Cutadapt and DADA2 QIIME2

I have a couple of questions regarding the Cutadapt and DADA2 pluggins for filtering samples.

Cutadapt:
I am using ‘qiime cutadapt trim-paried’ to trim my sequences.
https://docs.qiime2.org/2019.7/plugins/available/cutadapt/trim-paired/

Please could someone explain the following parameter commands:
(1)
–p-overlap [default = 3]
Require at least ‘overlap (eg 3 if default =3)’ bases of overlap between read and adaptor for an adaptor to be found.

I am unsure what the above statement really means so further clarification would be useful.

(2)
–p-discard-untrimmed [default = False]
I understand what this does but don’t understand why the default would be set at false - surely if you have sequenced something you only want only the reads that contain the primer adaptor sequence to be taken forward? Is there any situation where you would want to include sequences that didn’t have the primer?

(3)
–p-error-rate
proportion (0,1,inclusive_end=True). Maximum allowed error rate. [default = 0.1].

Is the above the same as quality filtering? Eg. does a default of 0.1 equate to a 1 in 1000 error rate allowance? If not what does this mean?
Eg Phred Quality Score = 30 --> 1 in 1,000 probability of incorrect base call --> base call accuracy of 99.9%. If this is correct is a sliding window approach being used here?

(4)
I then progress on to using DADA2:
qiime dada2 denoise-paired https://docs.qiime2.org/2019.7/plugins/available/dada2/denoise-paired/
Is there a quality score filtering step here?
I have read the DADA2 manuscript (Callahan et al, 2016) but am still unclear.

–p-max-ee-f NUMBER Forward reads with number of expected errors higher
than this value will be discarded. [default: 2.0]
–p-max-ee-r NUMBER Reverse reads with number of expected errors higher
than this value will be discarded. [default: 2.0]
If the reads were 250 bp in length and this was set at 2.0 would that equate to a quality score of 32.5
eg 1 error in 125 bases. Though I think this is just discarding the sequences if it comes across a 2nd error.
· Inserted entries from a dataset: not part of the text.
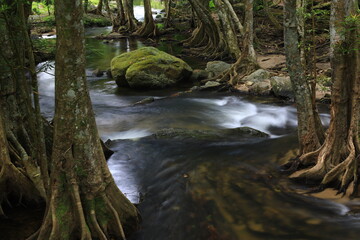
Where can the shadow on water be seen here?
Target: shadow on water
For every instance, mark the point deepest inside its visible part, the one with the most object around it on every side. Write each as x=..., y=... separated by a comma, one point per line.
x=225, y=190
x=196, y=189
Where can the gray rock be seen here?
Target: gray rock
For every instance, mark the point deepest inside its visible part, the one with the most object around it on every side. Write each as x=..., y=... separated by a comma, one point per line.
x=281, y=87
x=148, y=67
x=210, y=135
x=215, y=68
x=145, y=101
x=199, y=74
x=260, y=88
x=259, y=75
x=98, y=73
x=210, y=85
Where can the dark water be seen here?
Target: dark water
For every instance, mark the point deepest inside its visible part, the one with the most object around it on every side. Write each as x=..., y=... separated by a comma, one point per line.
x=196, y=189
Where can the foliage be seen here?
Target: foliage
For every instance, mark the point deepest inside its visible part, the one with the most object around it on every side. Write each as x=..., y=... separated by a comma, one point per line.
x=212, y=4
x=44, y=45
x=96, y=20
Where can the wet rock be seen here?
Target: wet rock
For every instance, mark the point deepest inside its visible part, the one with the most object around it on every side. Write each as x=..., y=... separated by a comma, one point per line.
x=199, y=74
x=210, y=85
x=215, y=68
x=108, y=73
x=210, y=135
x=195, y=89
x=281, y=87
x=260, y=88
x=145, y=101
x=107, y=151
x=148, y=67
x=259, y=75
x=98, y=73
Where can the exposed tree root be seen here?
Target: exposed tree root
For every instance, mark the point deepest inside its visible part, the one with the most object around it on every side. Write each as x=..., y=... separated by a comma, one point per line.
x=241, y=68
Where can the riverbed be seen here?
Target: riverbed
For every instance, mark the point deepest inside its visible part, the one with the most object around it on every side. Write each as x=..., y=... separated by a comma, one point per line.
x=201, y=189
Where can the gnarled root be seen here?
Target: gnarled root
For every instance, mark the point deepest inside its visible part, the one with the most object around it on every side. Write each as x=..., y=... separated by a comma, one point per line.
x=85, y=216
x=342, y=173
x=241, y=68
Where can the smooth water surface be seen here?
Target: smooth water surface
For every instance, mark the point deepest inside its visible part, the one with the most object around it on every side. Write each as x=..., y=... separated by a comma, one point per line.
x=198, y=189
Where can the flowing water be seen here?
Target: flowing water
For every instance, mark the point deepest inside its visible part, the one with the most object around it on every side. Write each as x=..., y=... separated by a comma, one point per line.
x=199, y=189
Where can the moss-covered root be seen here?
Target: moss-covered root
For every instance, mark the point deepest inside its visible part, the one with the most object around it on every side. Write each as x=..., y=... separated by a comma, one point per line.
x=329, y=170
x=241, y=68
x=105, y=215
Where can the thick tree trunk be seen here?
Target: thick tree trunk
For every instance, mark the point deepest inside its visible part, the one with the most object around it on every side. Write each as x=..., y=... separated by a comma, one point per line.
x=15, y=96
x=131, y=22
x=207, y=34
x=228, y=27
x=99, y=7
x=337, y=159
x=248, y=45
x=168, y=13
x=86, y=6
x=119, y=20
x=84, y=201
x=148, y=28
x=246, y=63
x=307, y=127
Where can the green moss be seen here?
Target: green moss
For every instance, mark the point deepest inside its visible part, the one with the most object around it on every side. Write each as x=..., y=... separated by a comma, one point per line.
x=148, y=67
x=101, y=211
x=91, y=20
x=45, y=45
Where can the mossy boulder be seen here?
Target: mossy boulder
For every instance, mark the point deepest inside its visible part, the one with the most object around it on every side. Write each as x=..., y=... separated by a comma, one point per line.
x=148, y=67
x=209, y=135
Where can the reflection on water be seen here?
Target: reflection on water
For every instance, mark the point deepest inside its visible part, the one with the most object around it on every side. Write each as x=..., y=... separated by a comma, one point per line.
x=196, y=189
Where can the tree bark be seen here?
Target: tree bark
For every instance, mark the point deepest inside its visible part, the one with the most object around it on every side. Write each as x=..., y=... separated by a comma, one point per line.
x=337, y=159
x=131, y=22
x=119, y=20
x=148, y=28
x=99, y=7
x=84, y=202
x=307, y=127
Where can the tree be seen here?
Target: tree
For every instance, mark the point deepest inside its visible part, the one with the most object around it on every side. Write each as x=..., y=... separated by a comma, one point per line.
x=84, y=202
x=148, y=28
x=131, y=22
x=246, y=63
x=119, y=20
x=336, y=160
x=23, y=150
x=99, y=7
x=310, y=131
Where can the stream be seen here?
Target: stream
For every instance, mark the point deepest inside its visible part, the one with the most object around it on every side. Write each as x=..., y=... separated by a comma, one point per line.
x=197, y=189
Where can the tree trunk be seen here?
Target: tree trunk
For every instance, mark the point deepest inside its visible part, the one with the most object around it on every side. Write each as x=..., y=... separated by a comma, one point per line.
x=99, y=7
x=246, y=63
x=207, y=34
x=248, y=45
x=119, y=20
x=131, y=22
x=168, y=13
x=108, y=10
x=337, y=159
x=21, y=121
x=227, y=25
x=84, y=202
x=86, y=6
x=307, y=127
x=148, y=28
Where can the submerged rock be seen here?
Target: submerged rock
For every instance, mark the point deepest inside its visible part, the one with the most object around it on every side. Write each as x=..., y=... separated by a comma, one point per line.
x=260, y=88
x=148, y=67
x=211, y=135
x=281, y=87
x=259, y=75
x=215, y=68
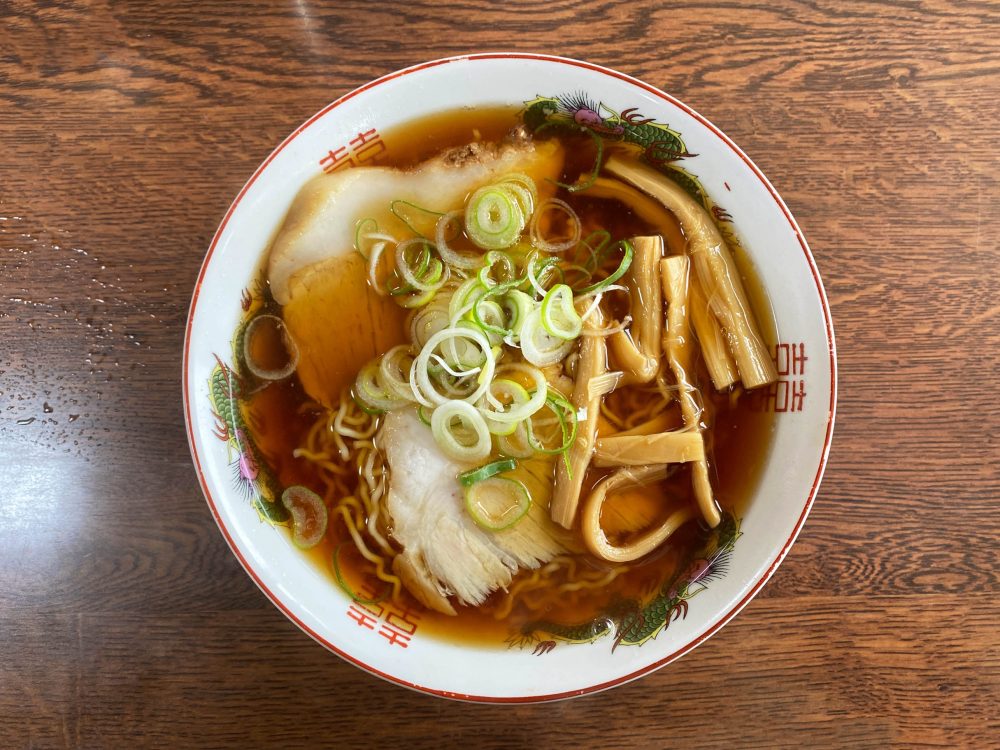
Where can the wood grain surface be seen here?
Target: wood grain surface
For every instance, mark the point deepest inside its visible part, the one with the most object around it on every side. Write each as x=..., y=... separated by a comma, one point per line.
x=128, y=127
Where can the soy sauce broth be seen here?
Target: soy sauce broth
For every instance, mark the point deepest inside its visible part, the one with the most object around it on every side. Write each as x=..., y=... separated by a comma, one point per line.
x=281, y=415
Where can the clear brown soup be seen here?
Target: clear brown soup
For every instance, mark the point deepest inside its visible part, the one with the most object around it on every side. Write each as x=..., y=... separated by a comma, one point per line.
x=280, y=415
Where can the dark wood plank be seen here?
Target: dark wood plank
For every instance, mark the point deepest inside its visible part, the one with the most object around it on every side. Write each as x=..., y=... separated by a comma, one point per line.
x=127, y=128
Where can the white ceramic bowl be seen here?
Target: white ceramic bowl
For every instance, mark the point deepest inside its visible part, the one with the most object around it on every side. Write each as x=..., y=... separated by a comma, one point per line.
x=805, y=395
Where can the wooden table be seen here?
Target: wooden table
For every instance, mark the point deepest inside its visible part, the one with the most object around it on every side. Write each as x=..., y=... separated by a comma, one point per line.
x=126, y=130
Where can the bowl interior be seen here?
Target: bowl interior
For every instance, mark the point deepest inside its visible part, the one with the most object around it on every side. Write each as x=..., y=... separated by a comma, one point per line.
x=803, y=398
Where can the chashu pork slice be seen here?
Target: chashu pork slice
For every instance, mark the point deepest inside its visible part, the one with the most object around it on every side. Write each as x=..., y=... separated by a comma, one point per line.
x=322, y=220
x=445, y=554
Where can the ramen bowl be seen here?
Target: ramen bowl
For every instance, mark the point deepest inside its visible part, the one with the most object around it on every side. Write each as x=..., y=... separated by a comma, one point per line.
x=388, y=641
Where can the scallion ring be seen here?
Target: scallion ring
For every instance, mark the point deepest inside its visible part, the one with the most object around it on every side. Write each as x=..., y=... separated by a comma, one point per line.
x=558, y=316
x=471, y=477
x=497, y=503
x=460, y=431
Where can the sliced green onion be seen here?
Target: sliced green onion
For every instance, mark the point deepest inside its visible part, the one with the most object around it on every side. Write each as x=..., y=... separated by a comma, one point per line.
x=489, y=316
x=538, y=346
x=627, y=253
x=564, y=415
x=423, y=272
x=497, y=503
x=471, y=477
x=524, y=191
x=505, y=266
x=558, y=316
x=464, y=297
x=506, y=403
x=518, y=305
x=309, y=515
x=369, y=391
x=342, y=582
x=522, y=403
x=460, y=431
x=398, y=208
x=538, y=268
x=493, y=218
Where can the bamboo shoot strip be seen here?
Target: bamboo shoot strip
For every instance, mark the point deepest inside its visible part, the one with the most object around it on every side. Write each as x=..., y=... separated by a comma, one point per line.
x=678, y=345
x=714, y=348
x=715, y=268
x=593, y=534
x=638, y=353
x=639, y=450
x=718, y=361
x=592, y=363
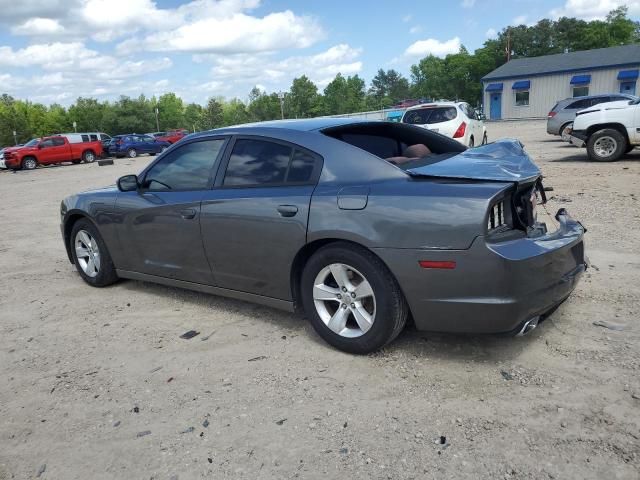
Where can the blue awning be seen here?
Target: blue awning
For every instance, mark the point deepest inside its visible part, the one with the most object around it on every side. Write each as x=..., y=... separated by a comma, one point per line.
x=580, y=80
x=521, y=85
x=494, y=87
x=628, y=75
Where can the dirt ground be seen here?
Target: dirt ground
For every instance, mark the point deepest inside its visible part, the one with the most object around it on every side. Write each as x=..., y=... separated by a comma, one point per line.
x=97, y=384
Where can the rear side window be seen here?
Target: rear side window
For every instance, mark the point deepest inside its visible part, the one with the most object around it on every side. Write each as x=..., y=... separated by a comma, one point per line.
x=428, y=116
x=186, y=168
x=256, y=162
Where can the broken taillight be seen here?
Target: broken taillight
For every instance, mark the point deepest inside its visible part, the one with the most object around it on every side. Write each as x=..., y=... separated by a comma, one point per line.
x=461, y=129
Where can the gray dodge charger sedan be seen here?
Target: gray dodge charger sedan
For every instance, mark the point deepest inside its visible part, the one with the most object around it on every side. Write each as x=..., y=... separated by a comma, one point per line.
x=360, y=225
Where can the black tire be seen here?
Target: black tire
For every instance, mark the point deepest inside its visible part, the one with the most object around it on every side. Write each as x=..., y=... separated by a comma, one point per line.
x=88, y=156
x=29, y=163
x=107, y=273
x=391, y=308
x=614, y=138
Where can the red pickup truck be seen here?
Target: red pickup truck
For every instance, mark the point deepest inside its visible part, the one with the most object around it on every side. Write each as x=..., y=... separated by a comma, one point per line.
x=172, y=136
x=50, y=150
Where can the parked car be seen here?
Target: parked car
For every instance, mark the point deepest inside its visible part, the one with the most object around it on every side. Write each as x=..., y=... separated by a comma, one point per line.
x=172, y=136
x=561, y=116
x=305, y=214
x=608, y=130
x=51, y=150
x=455, y=120
x=133, y=145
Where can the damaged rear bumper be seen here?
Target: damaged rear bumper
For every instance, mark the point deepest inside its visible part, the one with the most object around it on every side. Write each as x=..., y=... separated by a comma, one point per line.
x=495, y=287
My own data results from cutadapt and DADA2:
(5) For two of my samples I end up with 0 reads after the DADA2 step.
eg
input reads: 206,853
output reads: 177,935
denoised reads: 176,508
merged reads: 0
non-chimeric reads: 0

This seems wrong. I have an ~435 bp amplicon size so I have trimmed to 250 bp to allow sufficient overlap. I plan to make sure I haven’t muddled up the barcodes of the f and r reads. Is there any other reason they might have failed like this on the DADA2 pipeline? The fastqc plots looked alright after cutadapt step.

Any advice on the above much appreciated, thanks.

Hi @LVC, regarding cutadapt, all parameter text and defaults are taken directly from cutadapt.

  1. https://cutadapt.readthedocs.io/en/stable/guide.html#minimum-overlap-reducing-random-matches
  2. The default is False in q2-cutadapt because the default is False in cutadapt.
  3. No, this is not the same as quality filtering. This has to do with the number of mismatched nts in the adapter sequence. AAAA vs AAAC are 25% different. Setting --p-error-rate 0.3 would make this a match, while --p-error-rate 0.1 would make this a miss.
  4. Yes, there is quality filtering here, but it isn’t related to max-ee. Check out the --p-trunc-q parameter.
  5. None of the reads are merging for that sample, which likely means there is insufficient overlap.

In the future please try and limit a post to one or two questions, this allows for faster response time and easier searching for future readers. Thanks! :t_rex:

This topic was automatically closed 31 days after the last reply. New replies are no longer allowed.